The Boy Who Lived realised he hadn't spoken to Neville since he'd been last taken to the Hospital Wing. He sat next to Luna.

"Ah, yeah. I had a nightmare. About my parents." Harry said, knowing that Neville would understand that particular ache.

"And there's your other problem, of course," Luna said dreamily, not looking away from her flowers.

Harry's stomach dropped as he looked at her, fighting to keep his face neutral.

"What do you mean?" He bit out, hoping to warn her with his tone.

"You know what I mean," her tone was slightly less buttery, but she didn't seem to pick up his warning, "I can see it all around you. It's beautiful today."

She said this like it was the most obvious thing in the world. His heart hammered as he watched her smiling at her flowers. Neville looked confused but wisely said nothing. There was no way she could know. Could she? Were they talking about the same thing? Could she truly see it? Had she told anyone? Had they believed her?

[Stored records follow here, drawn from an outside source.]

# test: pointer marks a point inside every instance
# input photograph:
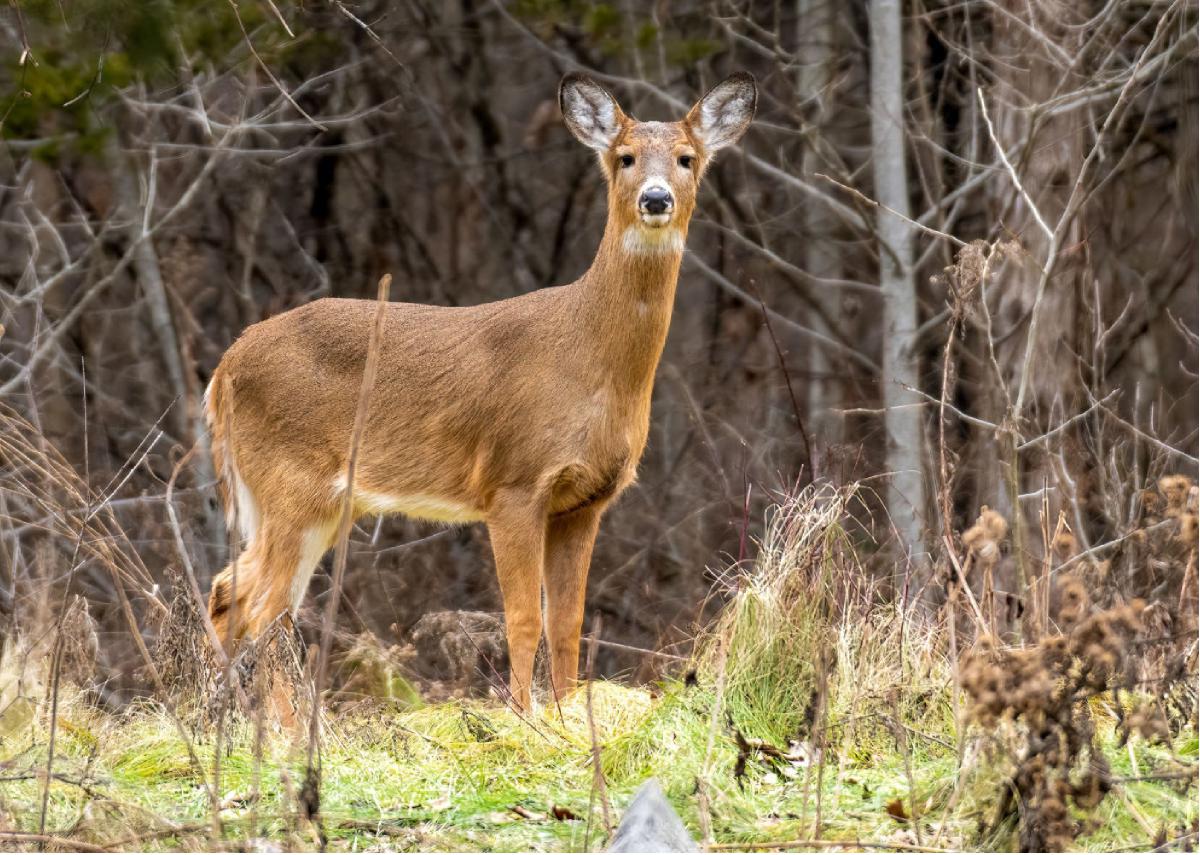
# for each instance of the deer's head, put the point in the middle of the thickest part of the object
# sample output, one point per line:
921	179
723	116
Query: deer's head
654	167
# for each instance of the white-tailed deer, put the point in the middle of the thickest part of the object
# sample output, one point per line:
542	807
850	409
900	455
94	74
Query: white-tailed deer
528	414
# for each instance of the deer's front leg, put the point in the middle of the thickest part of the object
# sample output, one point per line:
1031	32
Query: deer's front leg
569	542
517	527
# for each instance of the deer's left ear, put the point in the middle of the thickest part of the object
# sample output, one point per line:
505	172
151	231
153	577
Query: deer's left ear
721	117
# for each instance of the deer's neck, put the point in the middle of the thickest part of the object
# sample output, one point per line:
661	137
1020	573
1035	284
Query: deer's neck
628	296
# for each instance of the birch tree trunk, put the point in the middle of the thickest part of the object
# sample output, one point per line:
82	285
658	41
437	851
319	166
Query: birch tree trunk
903	420
816	23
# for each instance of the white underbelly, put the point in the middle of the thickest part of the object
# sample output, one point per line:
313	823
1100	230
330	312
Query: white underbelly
417	504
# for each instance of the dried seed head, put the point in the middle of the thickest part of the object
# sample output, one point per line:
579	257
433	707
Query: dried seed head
1175	490
985	536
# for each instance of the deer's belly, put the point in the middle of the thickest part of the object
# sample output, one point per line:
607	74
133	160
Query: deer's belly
414	504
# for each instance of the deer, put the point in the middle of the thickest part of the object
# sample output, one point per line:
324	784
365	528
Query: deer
528	414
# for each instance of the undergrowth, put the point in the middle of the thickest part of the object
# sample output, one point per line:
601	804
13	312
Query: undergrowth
815	709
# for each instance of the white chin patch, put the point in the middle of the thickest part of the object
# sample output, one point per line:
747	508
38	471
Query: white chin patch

"Don't worry, Harry." She had told him simply, and he had to excuse himself.


That night, he'd told Ron, Hermione, and Ginny about his misfortune with Slughorn. He'd spoken at length to the three of them until it was just him and Ginny in the Common Room. She'd let him brainstorm ideas and try to formulate a plan, but she offered no advice of her own. She headed to bed earlier than usual, so Harry had been left alone with his thoughts.

Something he'd been dreading all day. Anxiety roiled through him, twinged with, much to his disgust, desire. The thought of what he'd done had hung on the outskirts of his mind since, making his stomach leap with anticipation each time he registered it. He realised he wanted, not needed, to do it again. The hunger was not active, dormant in his middle. Despite its dormancy, it somehow felt more present.

As he sat there, he decided he wouldn't do it again. It had been different, stronger. It had scared him as much as it had thrilled him. He didn't want to think about how few options he had. He dismissed the thought of studying dark magic to find something more suitable, less harmful. The thought was nearly as repellent as Liquida Tenebris.

He dragged himself up the stairs at nearly two a.m., downing the usual dreamless sleep and forcing his head to his pillow.